04.02.2013
Valutazione
delle scuole e valutazione degli apprendimenti
di Franco De Anna
Nietzsche dice (parafraso) “il buon
maestro è quello che insegna all’allievo a tradirlo…”. A parte ogni
apprezzamento all’aforisma che concentra troppe considerazioni analitiche
per essere qui esplorato compiutamente (per esempio “fulmina” ogni pericolo
e deriva “pigmalionica” che è sempre in agguato, come sa ogni buon docente)
il concetto espresso dal filosofo contiene un principio di fondo che
presiede la filosofia e la pratica della “formazione”.
Essa si sottrae ampiamente, anzi nei suoi fondamenti, al paradigma del
“risultato”.
Nulla di più lontano da tale paradigma infatti del “tradimento”. O, in
altre, forse per alcuni, più accettabili termini: la formazione “forma
hominis juxta propria principia (Tommaso)” è l’acquisizione progressiva
dell’esercizio della autonomia della persona. E dunque si sottrae “in
fondamento filosofico” alla misura del risultato.
Ma quel processo (la formazione) accade nella modernità entro un “contenitore” organizzato (il, i, sistemi di istruzione nazionale) che ne traduce il “valore”, in termini incondizionati, reso disponibile (progressivamente) a tutti i cittadini (l’universo delle nuove generazioni e non solo..).
D’altra parte, almeno a partire
dalla seconda rivoluzione industriale, quel “valore assoluto” (il sapere, la
formazione come diritto di tutti) si incorpora più o meno direttamente nello
sviluppo economico. Dunque assume anche un “valore condizionato” (economico,
appunto).
In termini marxiani, il primo (il valore incondizionato) è “valore d’uso”
proprio dell’uomo. Il secondo è “valore di scambio”, condizionato dai
rapporti di produzione e di scambio.
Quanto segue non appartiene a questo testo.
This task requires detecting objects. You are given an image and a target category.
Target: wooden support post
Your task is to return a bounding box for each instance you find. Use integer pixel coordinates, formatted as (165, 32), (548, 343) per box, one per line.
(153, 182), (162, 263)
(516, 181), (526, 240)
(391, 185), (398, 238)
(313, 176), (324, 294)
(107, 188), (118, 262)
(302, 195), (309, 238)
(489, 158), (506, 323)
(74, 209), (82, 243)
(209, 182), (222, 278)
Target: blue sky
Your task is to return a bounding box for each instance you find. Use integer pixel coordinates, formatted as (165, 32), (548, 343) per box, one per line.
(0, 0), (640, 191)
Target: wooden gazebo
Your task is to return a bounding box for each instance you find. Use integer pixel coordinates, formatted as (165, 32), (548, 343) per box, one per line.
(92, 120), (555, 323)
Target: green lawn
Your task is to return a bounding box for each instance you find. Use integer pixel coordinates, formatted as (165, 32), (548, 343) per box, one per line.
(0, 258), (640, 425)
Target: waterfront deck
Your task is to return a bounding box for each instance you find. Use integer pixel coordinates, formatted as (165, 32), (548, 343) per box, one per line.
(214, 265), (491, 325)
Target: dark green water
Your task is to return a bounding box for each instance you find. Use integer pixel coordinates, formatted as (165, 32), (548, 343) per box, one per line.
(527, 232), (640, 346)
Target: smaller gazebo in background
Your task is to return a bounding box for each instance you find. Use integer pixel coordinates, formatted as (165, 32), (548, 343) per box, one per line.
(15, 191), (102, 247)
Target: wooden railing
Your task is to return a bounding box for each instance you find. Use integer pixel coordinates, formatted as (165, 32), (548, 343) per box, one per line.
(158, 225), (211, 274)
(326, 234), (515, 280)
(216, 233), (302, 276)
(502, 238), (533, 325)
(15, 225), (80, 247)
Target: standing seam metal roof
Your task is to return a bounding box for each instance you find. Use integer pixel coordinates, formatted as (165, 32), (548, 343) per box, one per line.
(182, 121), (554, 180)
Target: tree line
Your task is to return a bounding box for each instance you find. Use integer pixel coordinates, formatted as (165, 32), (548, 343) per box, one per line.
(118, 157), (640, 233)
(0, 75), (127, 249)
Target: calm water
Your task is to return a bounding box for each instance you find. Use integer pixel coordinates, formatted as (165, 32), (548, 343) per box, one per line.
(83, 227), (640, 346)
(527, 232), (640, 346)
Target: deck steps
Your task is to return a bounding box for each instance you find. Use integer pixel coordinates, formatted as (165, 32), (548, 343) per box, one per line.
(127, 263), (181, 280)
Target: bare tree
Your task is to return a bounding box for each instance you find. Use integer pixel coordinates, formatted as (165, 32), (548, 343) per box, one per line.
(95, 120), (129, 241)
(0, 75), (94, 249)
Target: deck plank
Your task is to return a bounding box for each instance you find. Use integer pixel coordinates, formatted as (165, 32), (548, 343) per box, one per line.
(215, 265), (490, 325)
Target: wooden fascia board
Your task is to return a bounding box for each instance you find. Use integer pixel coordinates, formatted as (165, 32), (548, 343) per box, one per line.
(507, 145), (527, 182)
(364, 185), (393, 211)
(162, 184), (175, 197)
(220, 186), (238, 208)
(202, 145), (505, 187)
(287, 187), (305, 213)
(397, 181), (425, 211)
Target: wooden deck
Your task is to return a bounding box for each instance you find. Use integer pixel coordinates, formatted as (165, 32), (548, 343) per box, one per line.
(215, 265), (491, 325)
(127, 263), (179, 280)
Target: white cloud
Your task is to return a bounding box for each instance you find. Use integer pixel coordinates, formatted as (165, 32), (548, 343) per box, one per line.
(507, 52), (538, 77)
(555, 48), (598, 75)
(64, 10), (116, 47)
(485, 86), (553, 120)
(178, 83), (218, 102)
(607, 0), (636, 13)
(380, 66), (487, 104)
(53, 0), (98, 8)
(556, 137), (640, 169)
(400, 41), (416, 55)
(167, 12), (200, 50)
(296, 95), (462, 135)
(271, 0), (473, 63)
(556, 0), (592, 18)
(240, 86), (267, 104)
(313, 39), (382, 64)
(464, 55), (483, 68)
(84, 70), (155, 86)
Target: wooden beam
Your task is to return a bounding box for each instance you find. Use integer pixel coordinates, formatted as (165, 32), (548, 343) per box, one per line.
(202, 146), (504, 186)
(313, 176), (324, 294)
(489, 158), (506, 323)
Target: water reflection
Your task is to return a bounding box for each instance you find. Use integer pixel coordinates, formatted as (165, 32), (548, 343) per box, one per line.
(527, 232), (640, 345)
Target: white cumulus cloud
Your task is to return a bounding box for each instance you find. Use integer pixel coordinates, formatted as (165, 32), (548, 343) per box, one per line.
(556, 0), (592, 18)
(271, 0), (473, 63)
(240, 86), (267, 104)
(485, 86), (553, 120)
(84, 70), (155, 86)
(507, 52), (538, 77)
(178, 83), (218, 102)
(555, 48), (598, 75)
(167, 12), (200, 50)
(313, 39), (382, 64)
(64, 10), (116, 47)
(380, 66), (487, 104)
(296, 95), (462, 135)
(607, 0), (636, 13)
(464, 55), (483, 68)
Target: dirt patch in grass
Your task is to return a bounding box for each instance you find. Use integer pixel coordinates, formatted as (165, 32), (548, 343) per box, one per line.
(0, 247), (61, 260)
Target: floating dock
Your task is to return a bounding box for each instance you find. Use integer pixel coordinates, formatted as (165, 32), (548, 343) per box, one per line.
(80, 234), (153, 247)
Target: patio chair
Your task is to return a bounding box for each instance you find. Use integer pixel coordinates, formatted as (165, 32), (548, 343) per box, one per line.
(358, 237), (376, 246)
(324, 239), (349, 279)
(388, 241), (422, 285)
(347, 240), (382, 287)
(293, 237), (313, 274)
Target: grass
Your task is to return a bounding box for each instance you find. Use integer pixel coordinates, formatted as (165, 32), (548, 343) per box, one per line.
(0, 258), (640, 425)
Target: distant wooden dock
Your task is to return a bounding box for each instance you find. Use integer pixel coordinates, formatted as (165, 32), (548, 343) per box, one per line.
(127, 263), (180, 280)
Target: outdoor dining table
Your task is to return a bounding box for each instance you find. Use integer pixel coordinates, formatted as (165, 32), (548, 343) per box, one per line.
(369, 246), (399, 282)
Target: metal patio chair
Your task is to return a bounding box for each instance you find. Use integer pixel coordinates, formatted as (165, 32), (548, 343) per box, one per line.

Dal mercato insomma.
Ma lo sviluppo dei sistemi di istruzione e formazione a partire da quella
fase storica( culmine nella seconda metà del secolo scorso), non fosse altro
che per le risorse economiche, organizzative, professionali e per il
coinvolgimento di masse ingenti sia di discepoli che di “maestri” e per il
suo rapporto con lo sviluppo economico complessivo, pone il problema della
“misura” e del “risultato”. Con essi si raffrontano le “convenienze sociali”
(il finanziamento attraverso la fiscalità), gli imperativi etici e politici
(usare al meglio le risorse comuni) e il rapporto, certo non meccanicistico,
con lo sviluppo economico.
La “dialettica” della formazione è
dunque compresa entro il reciproco dipanarsi e confrontarsi dei “due valori”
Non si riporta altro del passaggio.